Now that Regulation 1/2003 has completed its 15th year in operation, the scope for (coordinated) policy experimentation by national competition law laboratories seems greater than before. This creates uncertainties for defendants and complainants. To what extent it will also come at a cost for the uniform and coherent application of, in particular, Article 102 TFEU remains to be seen.

Another key challenge in the quest for uniform enforcement of the EU antitrust rules, namely procedural diversity among the NCAs, is at heart of the first article in this issue. In The ECN Plus Directive, Francesco Rizzuto discusses the reasons for the adoption of Directive 1/2019 to empower NCAs to be more effective enforcers and offers a detailed analysis of its provisions.
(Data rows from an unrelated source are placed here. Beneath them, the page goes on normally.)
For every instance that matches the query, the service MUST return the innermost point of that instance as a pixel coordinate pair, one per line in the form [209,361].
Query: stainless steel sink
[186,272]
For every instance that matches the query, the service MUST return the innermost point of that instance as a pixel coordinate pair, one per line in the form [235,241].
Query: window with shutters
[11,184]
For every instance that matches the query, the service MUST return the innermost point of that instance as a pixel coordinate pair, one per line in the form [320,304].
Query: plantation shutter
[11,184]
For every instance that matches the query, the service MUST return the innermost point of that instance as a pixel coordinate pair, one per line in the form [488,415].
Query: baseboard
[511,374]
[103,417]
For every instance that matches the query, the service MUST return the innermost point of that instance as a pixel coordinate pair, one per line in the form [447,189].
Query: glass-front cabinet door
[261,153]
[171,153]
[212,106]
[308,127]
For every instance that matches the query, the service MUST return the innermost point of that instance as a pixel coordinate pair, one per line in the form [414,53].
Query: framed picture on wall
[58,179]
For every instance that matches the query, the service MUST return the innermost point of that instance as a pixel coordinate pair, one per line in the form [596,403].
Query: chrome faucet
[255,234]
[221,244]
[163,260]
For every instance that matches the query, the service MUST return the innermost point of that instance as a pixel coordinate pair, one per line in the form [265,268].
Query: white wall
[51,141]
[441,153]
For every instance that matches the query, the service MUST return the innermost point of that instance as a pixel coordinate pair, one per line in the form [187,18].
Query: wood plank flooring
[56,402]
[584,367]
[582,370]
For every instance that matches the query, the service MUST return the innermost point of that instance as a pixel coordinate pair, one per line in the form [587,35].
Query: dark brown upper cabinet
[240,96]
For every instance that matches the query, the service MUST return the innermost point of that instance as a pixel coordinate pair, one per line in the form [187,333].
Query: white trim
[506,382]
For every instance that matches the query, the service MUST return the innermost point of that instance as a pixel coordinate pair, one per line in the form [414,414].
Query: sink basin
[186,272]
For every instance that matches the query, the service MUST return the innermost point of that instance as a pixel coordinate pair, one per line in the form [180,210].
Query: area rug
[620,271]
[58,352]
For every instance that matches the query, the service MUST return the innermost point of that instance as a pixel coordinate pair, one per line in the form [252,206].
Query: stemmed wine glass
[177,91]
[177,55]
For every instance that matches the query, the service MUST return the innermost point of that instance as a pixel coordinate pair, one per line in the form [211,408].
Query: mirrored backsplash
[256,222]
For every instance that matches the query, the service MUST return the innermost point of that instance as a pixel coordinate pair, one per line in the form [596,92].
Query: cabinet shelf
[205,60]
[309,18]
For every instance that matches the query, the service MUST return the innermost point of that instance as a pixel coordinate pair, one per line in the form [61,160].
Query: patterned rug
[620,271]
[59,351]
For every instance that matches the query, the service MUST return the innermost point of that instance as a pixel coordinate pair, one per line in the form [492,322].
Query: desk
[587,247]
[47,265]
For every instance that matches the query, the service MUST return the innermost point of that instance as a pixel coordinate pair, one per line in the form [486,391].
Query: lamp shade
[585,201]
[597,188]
And in The Bundeskartellamt Evaluation of Facebook's Behaviour, Irene Lorenzo-Rego discusses the above-mentioned German NCA’s Facebook decision and its potential wider impact.

As always, our Reports section keeps you abreast of important competition law and regulatory law developments – in this edition, with updates from Bulgaria, Germany, Norway, and the United Kingdom. We also have two case notes on judgments of the Court of Justice in the field of competition law (C-633/16 EY v Konkurrencerådet; and C-144/17 Lloyd's of London). Finally, this issue includes book reviews of Peter Cartensen’s Competition Policy and the Control of Buyer Power: A Global Issue and Maria Bergström, Marios Iacovides and Magnus Strand’s Harmonising EU Competition Litigation: The New Directive and Beyond.

Ben Van Rompuy

Managing Editor


[1] Yane Sventiev, 'Networked Competition Governance in the EU: Delegation, Decentralization or Experimentalist Architecture?' in Charles F Sabel and Jonathan Zeitlin (eds), Experimentalist Governance in the European Union. Towards a New Architecture (OUP 2010) 79-120.

[2] European Commission, White Paper on modernisation of the rules implementing Articles 85 and 86 of the EC Treaty [1999] OJ C132/1, paras 83-90.

[3] European Commission, Notice on cooperation within the Network of Competition Authorities [2004] OJ C-101/43.